Il y a deux semaines j’ai présenté le fanatisme religieux. Aujourd’hui, en prolongement de celui-ci je voudrai m’atteler à un sujet qui me semble connexe, celui du fatalisme. Avec ses dérivées comme fatal, fatalement, fatalité. Le mot vient du latin fatum, destin, ce qui doit arriver, quelque chose de négatif, menaçant, qui est inévitable, ce à quoi l’on ne peut échapper.
Le fanatisme a quelque chose de fatal, d’inévitable, il se développe dans les écosystèmes que certains courants idéologiques voire théologiques peuvent produire. Le fanatisme dans son expression brute, en lui-même, est sans aucun doute fatal. Et avec cette fatalité il arrose alentour, pour marquer son territoire comme le fait par exemple un chien, pour ainsi marquer un espace de sa propriété, au besoin en faisant peur. Cette peur, que peut-on en faire ? Le fatalisme, à sa façon, peut apprivoiser la peur, c’est un dérivatif puissant qui permet de survivre en attendant le moment fatal.

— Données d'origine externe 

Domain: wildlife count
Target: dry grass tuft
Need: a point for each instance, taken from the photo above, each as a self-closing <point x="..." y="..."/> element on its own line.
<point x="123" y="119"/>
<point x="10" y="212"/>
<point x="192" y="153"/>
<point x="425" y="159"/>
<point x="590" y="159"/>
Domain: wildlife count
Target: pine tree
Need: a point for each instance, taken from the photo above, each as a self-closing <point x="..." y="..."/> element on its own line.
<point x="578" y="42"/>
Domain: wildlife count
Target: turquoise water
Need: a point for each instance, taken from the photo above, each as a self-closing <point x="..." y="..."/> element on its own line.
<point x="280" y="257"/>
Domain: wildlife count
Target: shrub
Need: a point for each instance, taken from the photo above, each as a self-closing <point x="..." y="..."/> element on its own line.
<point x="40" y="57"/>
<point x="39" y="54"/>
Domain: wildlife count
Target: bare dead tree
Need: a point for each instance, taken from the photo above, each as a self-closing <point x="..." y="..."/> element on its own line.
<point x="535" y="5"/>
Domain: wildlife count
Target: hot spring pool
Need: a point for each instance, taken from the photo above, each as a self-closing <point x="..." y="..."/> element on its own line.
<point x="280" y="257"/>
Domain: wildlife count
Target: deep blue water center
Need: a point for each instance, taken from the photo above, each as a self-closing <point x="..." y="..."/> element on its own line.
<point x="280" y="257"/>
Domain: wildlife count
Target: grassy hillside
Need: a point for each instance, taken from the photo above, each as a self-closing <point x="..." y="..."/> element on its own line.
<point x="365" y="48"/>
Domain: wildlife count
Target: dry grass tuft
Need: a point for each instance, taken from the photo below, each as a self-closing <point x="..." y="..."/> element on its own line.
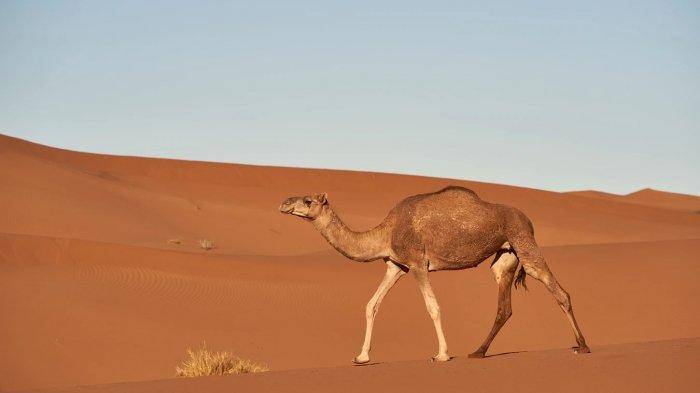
<point x="203" y="361"/>
<point x="206" y="244"/>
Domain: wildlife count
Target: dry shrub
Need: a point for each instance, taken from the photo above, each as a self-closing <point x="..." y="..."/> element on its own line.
<point x="206" y="244"/>
<point x="202" y="361"/>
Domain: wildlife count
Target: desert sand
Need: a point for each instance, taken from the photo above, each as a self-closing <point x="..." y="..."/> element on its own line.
<point x="102" y="281"/>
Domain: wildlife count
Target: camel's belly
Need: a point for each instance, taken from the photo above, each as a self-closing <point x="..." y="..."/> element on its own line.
<point x="462" y="252"/>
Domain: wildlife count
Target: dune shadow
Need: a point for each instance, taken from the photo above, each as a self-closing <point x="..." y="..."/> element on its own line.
<point x="504" y="354"/>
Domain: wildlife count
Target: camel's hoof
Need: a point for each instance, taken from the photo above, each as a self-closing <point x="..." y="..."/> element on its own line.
<point x="440" y="358"/>
<point x="360" y="362"/>
<point x="581" y="350"/>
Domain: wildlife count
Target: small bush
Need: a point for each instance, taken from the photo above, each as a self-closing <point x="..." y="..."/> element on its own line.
<point x="203" y="361"/>
<point x="206" y="244"/>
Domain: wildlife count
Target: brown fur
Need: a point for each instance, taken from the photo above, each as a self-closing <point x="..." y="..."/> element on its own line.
<point x="450" y="229"/>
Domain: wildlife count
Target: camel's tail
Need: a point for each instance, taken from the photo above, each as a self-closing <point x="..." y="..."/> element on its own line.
<point x="520" y="277"/>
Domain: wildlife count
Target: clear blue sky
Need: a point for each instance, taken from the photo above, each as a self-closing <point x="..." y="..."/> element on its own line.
<point x="597" y="94"/>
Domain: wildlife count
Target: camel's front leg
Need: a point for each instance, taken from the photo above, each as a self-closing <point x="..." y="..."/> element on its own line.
<point x="393" y="273"/>
<point x="434" y="310"/>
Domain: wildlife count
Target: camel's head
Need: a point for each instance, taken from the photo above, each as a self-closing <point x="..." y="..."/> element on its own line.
<point x="308" y="207"/>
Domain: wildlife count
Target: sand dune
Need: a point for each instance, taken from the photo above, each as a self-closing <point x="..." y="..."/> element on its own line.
<point x="665" y="366"/>
<point x="92" y="291"/>
<point x="650" y="197"/>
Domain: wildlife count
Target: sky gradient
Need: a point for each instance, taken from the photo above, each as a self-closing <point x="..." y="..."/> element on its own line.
<point x="597" y="95"/>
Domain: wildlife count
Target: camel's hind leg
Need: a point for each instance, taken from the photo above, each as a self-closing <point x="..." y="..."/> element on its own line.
<point x="503" y="267"/>
<point x="535" y="266"/>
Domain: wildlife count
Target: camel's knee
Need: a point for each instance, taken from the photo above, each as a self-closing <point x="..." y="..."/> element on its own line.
<point x="371" y="310"/>
<point x="434" y="311"/>
<point x="503" y="315"/>
<point x="504" y="266"/>
<point x="563" y="298"/>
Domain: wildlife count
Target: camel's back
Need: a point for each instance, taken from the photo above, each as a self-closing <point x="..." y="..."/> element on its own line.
<point x="452" y="226"/>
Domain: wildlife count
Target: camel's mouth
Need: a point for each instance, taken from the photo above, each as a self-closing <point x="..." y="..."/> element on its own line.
<point x="289" y="209"/>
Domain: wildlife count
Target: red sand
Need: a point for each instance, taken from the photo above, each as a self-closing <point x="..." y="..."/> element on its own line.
<point x="92" y="292"/>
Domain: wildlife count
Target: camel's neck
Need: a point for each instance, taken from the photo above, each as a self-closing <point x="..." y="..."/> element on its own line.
<point x="358" y="246"/>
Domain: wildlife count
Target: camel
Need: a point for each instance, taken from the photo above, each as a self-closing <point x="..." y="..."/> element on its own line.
<point x="451" y="229"/>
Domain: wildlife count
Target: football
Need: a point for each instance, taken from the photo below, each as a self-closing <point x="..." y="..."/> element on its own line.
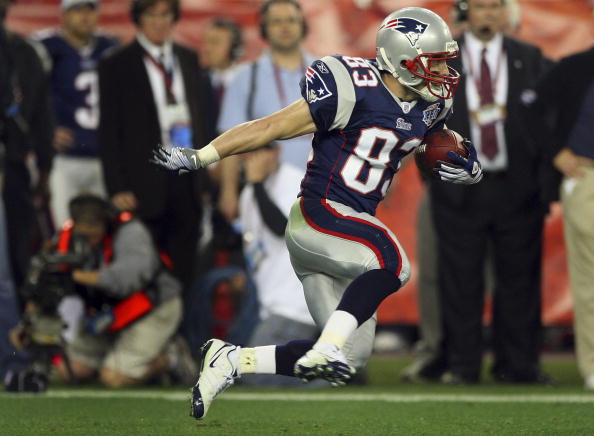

Cependant toutes les fatalités ne conduisent pas au fanatisme. Pas plus que, comme l’on a pu voir précédemment, que tous les agnosticismes ne conduisent pas fatalement au fanatisme. Il y a des fatalités paisibles qui ne dérangent personne et n’attirent aucun spot publicitaire des médias. Le fatalisme peut dormir fatalement dans un état léthargique superficiel ou profond, et peu importe sa durée.
Et c’est seulement lorsque quelqu’un vient de troubler un tel sommeil que le fatalisme, ainsi arraché à son hibernation de conscience, peut se transformer en fanatisme qui, lui aussi, dormait sous la couette de son destin. Le fatalisme et le fanatisme poursuivent le même destin, désigné sous le vocable d’inévitable. Même si leur origine est commune, car enracinée dans la peur. La peur refoulée pour le fatalisme et la peur exprimée dans le fanatisme.
Dans les deux cas, il y a de la violence. Pour le fatalisme, cette violence est tournée vers l’intérieur de soi en vue d’en faire diminuer jusqu’à en faire disparaître la charge ; sinon constater l’absence de l’enregistrement de sa présence. Pour le fanatisme, il faut que cela explose, quitte à emporter non seulement la vie des autres, mais également à l’occasion celle de l’auto-sacrificateur de la cause.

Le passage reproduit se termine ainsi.